You may recall that the stone had already been moved. An angel was there; he told them that Jesus had risen, and he gave them some instructions:
7But go, tell his disciples and Peter, 'He is going ahead of you into Galilee. There you will see him, just as he told you.' " 8Trembling and bewildered, the women went out and fled from the tomb. They said nothing to anyone, because they were afraid.
Mark 16:7-8
So, they don't follow the instructions either.

Why does Mark tell us this, and what does it, or should it, mean to us? Here's what I think. It's not just that some people fail, but everyone fails at one time or another. Everyone who wants to be close to Jesus and to be useful to him has to goof up.
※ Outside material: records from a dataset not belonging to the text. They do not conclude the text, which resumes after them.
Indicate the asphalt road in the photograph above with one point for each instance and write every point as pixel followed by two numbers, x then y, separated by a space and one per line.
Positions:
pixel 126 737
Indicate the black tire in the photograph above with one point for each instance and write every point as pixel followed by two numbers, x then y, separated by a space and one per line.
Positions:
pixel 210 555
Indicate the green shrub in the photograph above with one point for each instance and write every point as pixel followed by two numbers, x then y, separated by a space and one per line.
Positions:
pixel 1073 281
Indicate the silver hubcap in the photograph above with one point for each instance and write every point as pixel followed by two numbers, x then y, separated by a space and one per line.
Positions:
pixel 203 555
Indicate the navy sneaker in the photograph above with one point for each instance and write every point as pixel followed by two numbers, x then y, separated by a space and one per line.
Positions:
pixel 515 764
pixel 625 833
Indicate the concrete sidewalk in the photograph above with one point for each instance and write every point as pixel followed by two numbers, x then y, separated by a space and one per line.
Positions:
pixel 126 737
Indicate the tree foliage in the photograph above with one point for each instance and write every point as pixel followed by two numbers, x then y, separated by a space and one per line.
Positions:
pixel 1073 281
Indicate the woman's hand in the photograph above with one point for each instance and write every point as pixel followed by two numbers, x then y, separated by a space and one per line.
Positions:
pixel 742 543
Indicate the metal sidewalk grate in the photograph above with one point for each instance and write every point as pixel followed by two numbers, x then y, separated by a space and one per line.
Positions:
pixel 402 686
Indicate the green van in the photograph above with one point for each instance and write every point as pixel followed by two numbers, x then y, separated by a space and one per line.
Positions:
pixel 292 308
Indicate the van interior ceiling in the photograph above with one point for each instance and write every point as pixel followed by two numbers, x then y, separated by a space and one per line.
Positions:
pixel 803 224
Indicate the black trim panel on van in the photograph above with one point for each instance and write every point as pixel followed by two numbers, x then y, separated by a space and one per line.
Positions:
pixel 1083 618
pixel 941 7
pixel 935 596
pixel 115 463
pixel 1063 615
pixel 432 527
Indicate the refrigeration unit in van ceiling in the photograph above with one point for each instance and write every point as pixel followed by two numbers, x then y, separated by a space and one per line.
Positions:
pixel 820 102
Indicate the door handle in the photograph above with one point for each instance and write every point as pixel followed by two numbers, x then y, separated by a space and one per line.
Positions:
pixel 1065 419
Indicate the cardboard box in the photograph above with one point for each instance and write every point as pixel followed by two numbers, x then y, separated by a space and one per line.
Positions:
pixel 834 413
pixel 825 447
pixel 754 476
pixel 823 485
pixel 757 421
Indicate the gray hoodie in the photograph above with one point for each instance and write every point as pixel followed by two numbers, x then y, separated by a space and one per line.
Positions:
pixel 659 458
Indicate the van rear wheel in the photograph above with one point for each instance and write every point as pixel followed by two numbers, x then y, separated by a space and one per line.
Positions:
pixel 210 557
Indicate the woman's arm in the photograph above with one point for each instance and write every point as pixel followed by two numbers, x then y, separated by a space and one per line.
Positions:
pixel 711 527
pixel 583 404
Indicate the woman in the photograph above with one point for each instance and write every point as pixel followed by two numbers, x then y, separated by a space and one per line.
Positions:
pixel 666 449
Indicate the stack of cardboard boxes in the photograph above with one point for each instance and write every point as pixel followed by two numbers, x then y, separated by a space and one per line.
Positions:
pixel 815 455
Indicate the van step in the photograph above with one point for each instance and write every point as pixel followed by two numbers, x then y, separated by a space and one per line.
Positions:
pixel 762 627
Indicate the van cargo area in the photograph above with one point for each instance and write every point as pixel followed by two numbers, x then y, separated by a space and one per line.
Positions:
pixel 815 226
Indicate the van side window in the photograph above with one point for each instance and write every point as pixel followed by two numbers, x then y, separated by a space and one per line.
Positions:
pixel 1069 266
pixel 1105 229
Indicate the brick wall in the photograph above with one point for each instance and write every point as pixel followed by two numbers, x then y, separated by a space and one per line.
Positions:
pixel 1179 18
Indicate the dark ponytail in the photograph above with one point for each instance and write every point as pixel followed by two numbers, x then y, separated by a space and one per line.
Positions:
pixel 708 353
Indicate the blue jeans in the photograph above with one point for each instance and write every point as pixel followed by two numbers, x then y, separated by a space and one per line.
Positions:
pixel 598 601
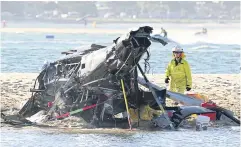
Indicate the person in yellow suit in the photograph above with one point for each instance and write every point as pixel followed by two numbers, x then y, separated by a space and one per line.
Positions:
pixel 178 70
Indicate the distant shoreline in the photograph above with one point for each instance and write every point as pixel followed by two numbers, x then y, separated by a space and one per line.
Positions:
pixel 125 20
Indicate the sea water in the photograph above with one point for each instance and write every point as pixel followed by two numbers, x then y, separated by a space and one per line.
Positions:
pixel 215 53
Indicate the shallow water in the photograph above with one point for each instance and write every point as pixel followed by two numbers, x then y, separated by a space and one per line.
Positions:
pixel 215 53
pixel 218 137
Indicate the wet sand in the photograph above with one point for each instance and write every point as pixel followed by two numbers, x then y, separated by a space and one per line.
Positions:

That's a strange-sounding sort of requirement but it reminds me of two things:
  • Blessed are the poor in spirit, for theirs is the kingdom...
    (Jesus said that.) The kingdom is only for those who know that they're truly bankrupt.
    It is not those who are well who need a physician, but those who are sick. I have not come to call the righteous, but sinners...
    Jesus said that, too.
  • I don't remember which management book I read this in -- Drucker's Effective Executive maybe? -- but there are some places that won't take a senior executive who hasn't had a significant failure. Maybe it was Senge's Fifth Discipline?
In other words, there are some places where you can't be used unless you've failed, or you know your failure. The Kingdom of Heaven is one such place. Which is good news for those of us who aren't perfect.